Financial Scandal Aficionados Never Had It Better

Nov. 10 (Bloomberg) — If you happen to be a connoisseur of accounting scandals, then the past month or so has been about as good as it gets, capped by the unfolding disaster at Olympus Corp. On the flip side, if you work as an auditor for a big accounting firm, it just got that much harder to make the case that society should value your services.

The scam at Olympus was simple, even if the means were sometimes exotic. The Japanese maker of cameras and endoscopes hid losses by treating them as assets. It says it had been doing so since the 1990s. This might have stayed under wraps had Olympus’s chief executive, a Briton named Michael C. Woodford, not pressed the matter internally in response to a Japanese magazine story this summer about some of the company’s more unorthodox dealings. Olympus’s board responded by firing Woodford, who was just six months into the job. Now it turns out his warnings about the company’s finances were right.

Where were the auditors? While we still don’t know the full extent of what they knew and when, just looking at who the outside auditors were is fascinating in itself.

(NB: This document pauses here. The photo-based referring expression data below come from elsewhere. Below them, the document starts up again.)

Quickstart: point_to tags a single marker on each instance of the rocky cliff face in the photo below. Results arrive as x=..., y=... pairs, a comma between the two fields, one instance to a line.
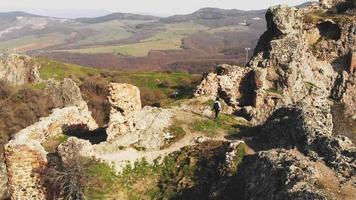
x=303, y=56
x=19, y=69
x=304, y=59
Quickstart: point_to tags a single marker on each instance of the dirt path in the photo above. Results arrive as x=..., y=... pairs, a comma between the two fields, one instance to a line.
x=122, y=158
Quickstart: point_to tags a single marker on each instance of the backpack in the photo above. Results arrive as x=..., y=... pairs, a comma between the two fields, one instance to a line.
x=217, y=105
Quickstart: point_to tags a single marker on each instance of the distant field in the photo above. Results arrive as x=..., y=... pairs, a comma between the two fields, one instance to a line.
x=157, y=84
x=32, y=42
x=170, y=39
x=106, y=31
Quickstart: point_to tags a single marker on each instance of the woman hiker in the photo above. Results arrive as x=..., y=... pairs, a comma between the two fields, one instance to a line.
x=217, y=107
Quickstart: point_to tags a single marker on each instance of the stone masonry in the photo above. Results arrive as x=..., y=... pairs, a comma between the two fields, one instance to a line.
x=125, y=102
x=25, y=158
x=25, y=162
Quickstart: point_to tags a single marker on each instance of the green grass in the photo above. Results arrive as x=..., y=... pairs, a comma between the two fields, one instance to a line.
x=225, y=123
x=156, y=87
x=318, y=16
x=52, y=69
x=101, y=180
x=159, y=180
x=170, y=39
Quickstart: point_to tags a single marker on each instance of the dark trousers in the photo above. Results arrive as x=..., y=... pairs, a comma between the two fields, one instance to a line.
x=216, y=113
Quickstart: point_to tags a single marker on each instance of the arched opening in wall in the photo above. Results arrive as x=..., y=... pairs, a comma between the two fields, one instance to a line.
x=94, y=137
x=329, y=30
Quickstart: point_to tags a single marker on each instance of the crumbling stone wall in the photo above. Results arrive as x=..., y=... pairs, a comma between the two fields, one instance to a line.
x=19, y=69
x=25, y=163
x=3, y=178
x=25, y=157
x=125, y=101
x=353, y=62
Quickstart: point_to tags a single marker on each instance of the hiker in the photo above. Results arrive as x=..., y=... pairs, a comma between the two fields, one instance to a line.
x=217, y=107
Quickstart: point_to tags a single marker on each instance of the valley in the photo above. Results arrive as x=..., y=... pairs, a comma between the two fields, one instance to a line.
x=136, y=42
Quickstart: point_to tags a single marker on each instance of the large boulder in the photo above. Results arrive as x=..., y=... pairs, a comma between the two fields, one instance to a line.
x=310, y=129
x=151, y=126
x=26, y=161
x=125, y=102
x=233, y=84
x=280, y=174
x=58, y=122
x=19, y=69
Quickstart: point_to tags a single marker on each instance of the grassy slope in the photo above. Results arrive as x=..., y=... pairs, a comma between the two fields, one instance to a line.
x=167, y=40
x=191, y=171
x=159, y=83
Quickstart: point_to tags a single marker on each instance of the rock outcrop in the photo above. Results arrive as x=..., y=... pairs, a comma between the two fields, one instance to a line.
x=125, y=102
x=232, y=83
x=301, y=61
x=25, y=156
x=25, y=162
x=19, y=69
x=3, y=178
x=309, y=129
x=299, y=58
x=281, y=174
x=149, y=131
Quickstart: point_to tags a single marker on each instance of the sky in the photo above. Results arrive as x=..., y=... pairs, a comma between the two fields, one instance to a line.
x=157, y=7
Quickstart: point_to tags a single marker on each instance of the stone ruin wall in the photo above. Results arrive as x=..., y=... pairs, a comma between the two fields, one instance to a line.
x=3, y=178
x=25, y=157
x=25, y=163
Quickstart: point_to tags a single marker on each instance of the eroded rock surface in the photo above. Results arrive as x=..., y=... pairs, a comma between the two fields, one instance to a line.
x=125, y=102
x=18, y=69
x=149, y=131
x=3, y=177
x=25, y=161
x=281, y=174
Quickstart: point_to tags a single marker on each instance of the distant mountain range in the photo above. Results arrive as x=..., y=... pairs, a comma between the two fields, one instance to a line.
x=136, y=42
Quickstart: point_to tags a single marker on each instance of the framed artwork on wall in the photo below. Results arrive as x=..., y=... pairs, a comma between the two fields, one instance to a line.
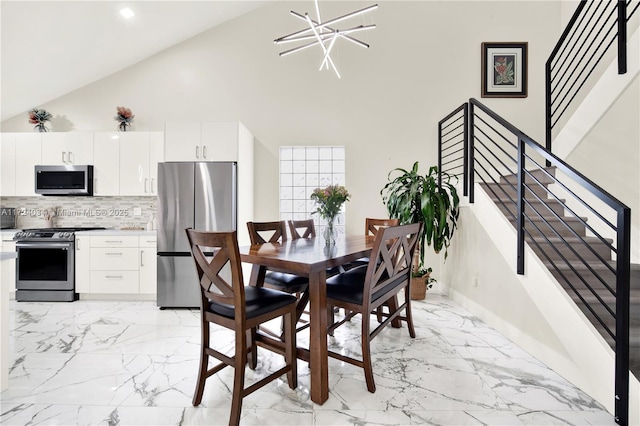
x=504, y=70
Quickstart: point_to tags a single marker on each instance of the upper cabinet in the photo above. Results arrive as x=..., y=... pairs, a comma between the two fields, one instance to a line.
x=106, y=160
x=204, y=141
x=67, y=148
x=140, y=153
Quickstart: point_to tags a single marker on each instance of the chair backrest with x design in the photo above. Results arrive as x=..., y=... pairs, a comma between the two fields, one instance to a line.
x=302, y=229
x=390, y=262
x=371, y=225
x=267, y=232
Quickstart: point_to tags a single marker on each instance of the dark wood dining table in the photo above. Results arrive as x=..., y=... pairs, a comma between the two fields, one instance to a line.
x=309, y=257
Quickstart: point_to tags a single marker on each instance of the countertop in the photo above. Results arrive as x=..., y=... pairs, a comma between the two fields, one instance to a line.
x=132, y=232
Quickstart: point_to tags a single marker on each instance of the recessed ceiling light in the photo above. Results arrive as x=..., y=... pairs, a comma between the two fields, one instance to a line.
x=127, y=13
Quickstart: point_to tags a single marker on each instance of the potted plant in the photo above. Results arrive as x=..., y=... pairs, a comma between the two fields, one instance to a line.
x=412, y=197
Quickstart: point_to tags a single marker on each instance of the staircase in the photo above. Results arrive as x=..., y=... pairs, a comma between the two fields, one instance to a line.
x=583, y=270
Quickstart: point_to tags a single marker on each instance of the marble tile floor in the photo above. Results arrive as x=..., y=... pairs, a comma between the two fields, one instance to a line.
x=129, y=363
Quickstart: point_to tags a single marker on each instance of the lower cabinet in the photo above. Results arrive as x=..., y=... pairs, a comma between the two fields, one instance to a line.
x=116, y=264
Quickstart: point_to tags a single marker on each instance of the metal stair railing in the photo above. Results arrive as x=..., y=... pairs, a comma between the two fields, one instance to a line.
x=574, y=61
x=511, y=167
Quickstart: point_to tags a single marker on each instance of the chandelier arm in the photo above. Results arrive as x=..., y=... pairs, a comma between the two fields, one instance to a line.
x=324, y=49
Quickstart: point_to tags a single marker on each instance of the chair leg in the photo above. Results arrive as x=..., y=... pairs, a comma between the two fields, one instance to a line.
x=330, y=320
x=366, y=354
x=238, y=376
x=252, y=357
x=412, y=331
x=204, y=363
x=290, y=355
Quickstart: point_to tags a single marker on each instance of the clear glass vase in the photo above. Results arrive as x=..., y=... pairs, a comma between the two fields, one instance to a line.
x=330, y=232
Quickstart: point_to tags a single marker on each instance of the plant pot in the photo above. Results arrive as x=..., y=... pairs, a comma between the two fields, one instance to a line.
x=419, y=287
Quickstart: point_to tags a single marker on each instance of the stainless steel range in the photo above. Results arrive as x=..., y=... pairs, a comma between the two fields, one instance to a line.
x=45, y=267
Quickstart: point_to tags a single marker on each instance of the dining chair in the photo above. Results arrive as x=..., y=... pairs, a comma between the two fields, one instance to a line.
x=363, y=289
x=239, y=308
x=273, y=232
x=304, y=228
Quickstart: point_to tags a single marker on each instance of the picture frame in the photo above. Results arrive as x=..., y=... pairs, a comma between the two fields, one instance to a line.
x=504, y=70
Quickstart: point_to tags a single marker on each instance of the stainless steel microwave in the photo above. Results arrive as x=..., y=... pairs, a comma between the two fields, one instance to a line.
x=64, y=180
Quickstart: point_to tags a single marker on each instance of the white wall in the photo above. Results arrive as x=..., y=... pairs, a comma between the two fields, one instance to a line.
x=423, y=62
x=540, y=316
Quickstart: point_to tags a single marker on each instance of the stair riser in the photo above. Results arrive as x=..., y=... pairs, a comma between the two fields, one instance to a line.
x=568, y=254
x=541, y=210
x=507, y=191
x=559, y=228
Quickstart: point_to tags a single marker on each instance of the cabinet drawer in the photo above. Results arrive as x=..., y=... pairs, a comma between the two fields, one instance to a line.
x=114, y=259
x=114, y=241
x=150, y=241
x=114, y=281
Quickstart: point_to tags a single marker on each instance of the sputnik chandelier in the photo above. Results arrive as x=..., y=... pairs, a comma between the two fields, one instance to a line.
x=324, y=34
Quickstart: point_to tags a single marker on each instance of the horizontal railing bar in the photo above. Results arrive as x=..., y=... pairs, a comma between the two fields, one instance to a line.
x=451, y=114
x=590, y=71
x=454, y=153
x=452, y=129
x=586, y=40
x=571, y=26
x=455, y=123
x=594, y=189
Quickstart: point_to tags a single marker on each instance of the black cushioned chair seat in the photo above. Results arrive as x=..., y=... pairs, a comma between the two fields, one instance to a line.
x=349, y=286
x=259, y=300
x=288, y=282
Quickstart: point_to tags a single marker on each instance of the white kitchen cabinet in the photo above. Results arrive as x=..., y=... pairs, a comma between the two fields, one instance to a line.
x=8, y=164
x=67, y=148
x=9, y=265
x=106, y=163
x=183, y=141
x=140, y=153
x=148, y=261
x=83, y=263
x=204, y=141
x=114, y=264
x=28, y=155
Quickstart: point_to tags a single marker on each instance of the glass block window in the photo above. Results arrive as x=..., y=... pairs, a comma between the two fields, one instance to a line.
x=304, y=168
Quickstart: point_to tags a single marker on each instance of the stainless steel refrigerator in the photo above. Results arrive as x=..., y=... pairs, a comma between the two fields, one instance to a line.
x=199, y=195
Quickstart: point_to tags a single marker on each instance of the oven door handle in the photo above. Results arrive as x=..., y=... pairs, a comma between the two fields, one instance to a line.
x=40, y=244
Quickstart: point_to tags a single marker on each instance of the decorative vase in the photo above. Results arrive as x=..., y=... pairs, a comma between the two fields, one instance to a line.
x=40, y=127
x=419, y=287
x=330, y=232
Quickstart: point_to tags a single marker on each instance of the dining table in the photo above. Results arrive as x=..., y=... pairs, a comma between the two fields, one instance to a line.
x=309, y=257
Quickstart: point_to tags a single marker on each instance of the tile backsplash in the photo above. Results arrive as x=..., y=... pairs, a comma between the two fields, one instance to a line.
x=108, y=212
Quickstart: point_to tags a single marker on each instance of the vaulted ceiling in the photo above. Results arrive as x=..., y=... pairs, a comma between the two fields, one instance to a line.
x=50, y=48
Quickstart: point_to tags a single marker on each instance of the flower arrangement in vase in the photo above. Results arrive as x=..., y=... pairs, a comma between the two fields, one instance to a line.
x=48, y=215
x=329, y=201
x=125, y=117
x=39, y=117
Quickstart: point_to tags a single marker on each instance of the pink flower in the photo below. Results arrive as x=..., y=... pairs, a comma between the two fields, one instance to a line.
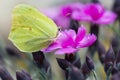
x=62, y=14
x=69, y=42
x=95, y=13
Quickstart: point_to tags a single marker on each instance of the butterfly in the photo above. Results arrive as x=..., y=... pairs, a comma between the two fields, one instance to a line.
x=31, y=30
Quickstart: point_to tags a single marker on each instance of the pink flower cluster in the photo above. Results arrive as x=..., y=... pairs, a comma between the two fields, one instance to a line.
x=92, y=12
x=69, y=42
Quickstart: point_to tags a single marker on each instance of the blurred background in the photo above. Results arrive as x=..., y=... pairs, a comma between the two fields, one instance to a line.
x=22, y=61
x=6, y=7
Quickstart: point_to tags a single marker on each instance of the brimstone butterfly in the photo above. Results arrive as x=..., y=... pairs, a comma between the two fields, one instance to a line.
x=31, y=30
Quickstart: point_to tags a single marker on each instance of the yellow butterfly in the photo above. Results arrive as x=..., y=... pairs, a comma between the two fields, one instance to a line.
x=31, y=30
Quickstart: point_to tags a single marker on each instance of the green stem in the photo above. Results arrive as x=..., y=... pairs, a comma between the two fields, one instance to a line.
x=94, y=73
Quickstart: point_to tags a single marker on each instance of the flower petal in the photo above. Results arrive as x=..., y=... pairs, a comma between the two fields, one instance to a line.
x=107, y=18
x=81, y=33
x=66, y=39
x=67, y=50
x=87, y=40
x=81, y=16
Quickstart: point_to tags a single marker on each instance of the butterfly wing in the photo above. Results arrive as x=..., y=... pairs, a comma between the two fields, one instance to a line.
x=31, y=30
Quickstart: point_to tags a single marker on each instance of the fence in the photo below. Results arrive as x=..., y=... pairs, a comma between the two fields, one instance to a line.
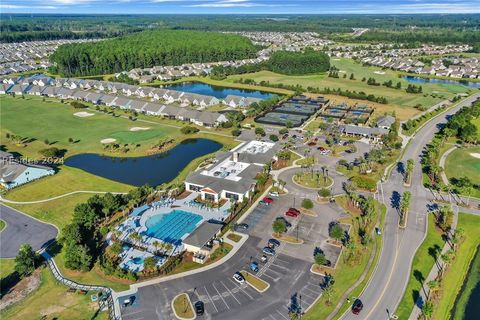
x=104, y=302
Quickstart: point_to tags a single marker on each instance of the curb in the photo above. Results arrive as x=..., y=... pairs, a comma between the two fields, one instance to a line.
x=189, y=302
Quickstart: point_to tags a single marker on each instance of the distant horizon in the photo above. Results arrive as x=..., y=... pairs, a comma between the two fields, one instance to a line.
x=243, y=7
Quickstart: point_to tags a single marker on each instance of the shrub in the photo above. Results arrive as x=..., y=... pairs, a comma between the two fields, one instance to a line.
x=189, y=130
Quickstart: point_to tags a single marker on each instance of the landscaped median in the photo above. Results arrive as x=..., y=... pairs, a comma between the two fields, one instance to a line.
x=255, y=282
x=182, y=307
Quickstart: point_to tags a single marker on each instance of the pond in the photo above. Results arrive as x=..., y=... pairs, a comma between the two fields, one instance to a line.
x=215, y=91
x=420, y=80
x=137, y=171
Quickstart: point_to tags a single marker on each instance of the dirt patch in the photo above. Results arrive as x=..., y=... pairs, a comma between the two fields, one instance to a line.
x=139, y=128
x=83, y=114
x=108, y=140
x=21, y=290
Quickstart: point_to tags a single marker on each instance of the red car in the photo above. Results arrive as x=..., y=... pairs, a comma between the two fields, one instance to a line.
x=268, y=200
x=291, y=214
x=357, y=307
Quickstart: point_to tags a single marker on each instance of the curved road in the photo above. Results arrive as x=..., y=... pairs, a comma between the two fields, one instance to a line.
x=387, y=286
x=22, y=229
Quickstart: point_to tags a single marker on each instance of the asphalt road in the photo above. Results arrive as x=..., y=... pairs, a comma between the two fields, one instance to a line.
x=288, y=274
x=22, y=229
x=387, y=286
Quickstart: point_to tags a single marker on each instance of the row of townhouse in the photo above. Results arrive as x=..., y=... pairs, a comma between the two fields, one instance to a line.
x=166, y=73
x=201, y=118
x=390, y=50
x=115, y=88
x=27, y=56
x=457, y=68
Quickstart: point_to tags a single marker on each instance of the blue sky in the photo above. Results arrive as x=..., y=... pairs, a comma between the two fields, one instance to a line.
x=240, y=6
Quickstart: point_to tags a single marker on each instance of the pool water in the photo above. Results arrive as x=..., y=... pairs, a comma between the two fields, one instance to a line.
x=137, y=260
x=171, y=227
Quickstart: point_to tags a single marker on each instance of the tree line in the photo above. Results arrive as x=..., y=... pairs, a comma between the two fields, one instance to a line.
x=147, y=49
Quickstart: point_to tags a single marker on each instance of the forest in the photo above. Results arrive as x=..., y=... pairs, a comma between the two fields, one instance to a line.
x=39, y=27
x=298, y=63
x=147, y=49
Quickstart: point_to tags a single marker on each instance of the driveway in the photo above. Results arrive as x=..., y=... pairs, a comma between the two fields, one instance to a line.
x=22, y=229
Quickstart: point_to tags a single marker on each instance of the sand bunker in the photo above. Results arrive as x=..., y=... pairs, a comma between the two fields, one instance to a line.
x=139, y=128
x=83, y=114
x=108, y=140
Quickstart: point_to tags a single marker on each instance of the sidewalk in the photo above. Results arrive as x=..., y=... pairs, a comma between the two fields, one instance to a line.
x=437, y=268
x=134, y=287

Olympus’s auditor in the 1990s was the Japanese affiliate of Arthur Andersen, then one of the so-called Big Five accounting firms. After Andersen collapsed in 2002, KPMG acquired its Japanese practice, which operated under the name Asahi & Co., and took over Olympus’s audit. KPMG remained the auditor through 2009. Olympus switched to Ernst & Young later that year.

Viewed that way, it seems the ghosts of Andersen may still be with us. It was indicted in 2002 over its conduct as auditor for Enron, the failed energy trader, in what was the equivalent of a death sentence. Afterward, big-time accounting frauds turned up at many of the firm’s former clients — names that included WorldCom, Dynegy, Qwest, Freddie Mac and Refco. Olympus seems on its way to joining that list. It just took about a decade longer for the problems there to surface.

No Disagreement

The Financial Times reported last month that KPMG did raise questions at some point about Olympus’s accounting. No disagreements between KPMG and Olympus were disclosed publicly, though it turns out there were some, according to a Nov. 4 article by the U.K.’s Daily Telegraph.

Nor did Ernst & Young’s opinion letters flag any problems. Its latest audit report, signed June 29, noted that the firm audited Olympus’s financial statements only for the fiscal years 2010 and 2011, and that the company’s 2009 books had been examined “by other auditors” whose report “expressed an unqualified opinion.” Now both Ernst & Young and KPMG have egg on their faces.

You can hear the echoes of past scandals, too, in the collapse of MF Global Holdings Ltd., which was built partly through an acquisition of Refco’s assets in 2005 after that futures broker went bust in the same year. Enron aficionados may recall, for instance, that executives at the Houston-based company had no way to track how much cash it had at any given time. After Enron and WorldCom failed, Congress in 2002 passed legislation requiring top executives to certify whether their companies’ internal controls over financial reporting are effective. Auditor reports on internal controls became a requirement, too.

MF Global’s outside auditor, PricewaterhouseCoopers, as recently as May said MF’s controls were fine, as did MF’s chief executive at the time, Jon Corzine. Whether that was accurate is now in question. More than a week after MF filed for bankruptcy, there’s still about $600 million of customer money missing and unaccounted for.

Then there’s last month’s implosion at Dexia SA, the giant French-Belgian lender that took a government bailout to avoid collapsing. Dexia got a clean audit opinion from the Belgian affiliate of Deloitte & Touche in March. The market eventually saw through the charade that was its balance sheet.

Time for Jokes

So many large companies have blown up after getting the all-clear from a Big Four accounting firm that many people regard auditor opinion letters as a joke. The client pays the auditor, after all. (Gee, no conflict there!) Regulators for decades have tried figuring out ways to dance around this fundamental flaw in the industry’s business model, by passing all sorts of rules requiring that auditors be “independent,” as foolish as that notion might seem at times. New waves of accounting scandals keep coming anyway.

Yet the next logical step — stripping the accounting profession of its golden goose by making outside audits voluntary for public companies rather than mandatory — always has seemed like a horrible idea, because it practically would be an invitation for more frauds. Nor is there much appetite to have third parties, such as national governments, pay for companies’ audits. The results probably wouldn’t be any better.

At least the public can revel in the entertainment value of all these scandals. It may not be much of a silver lining when so much wealth and so many lives are destroyed, but it is something to distract us from the obvious conclusion that we’re stuck for now with a system that too often doesn’t work.

The biggest fear for the Big Four cartel should be that someday investors will become so fed up that they demand the status quo be chucked entirely, figuring they’ve got nothing left to lose. We’re not there yet, but give it time. If the auditing profession can’t figure out a way to re-instill value in its most basic product, even terrible solutions may start to look like drastic improvements.

(Jonathan Weil is a Bloomberg View columnist. The opinions expressed are his own.)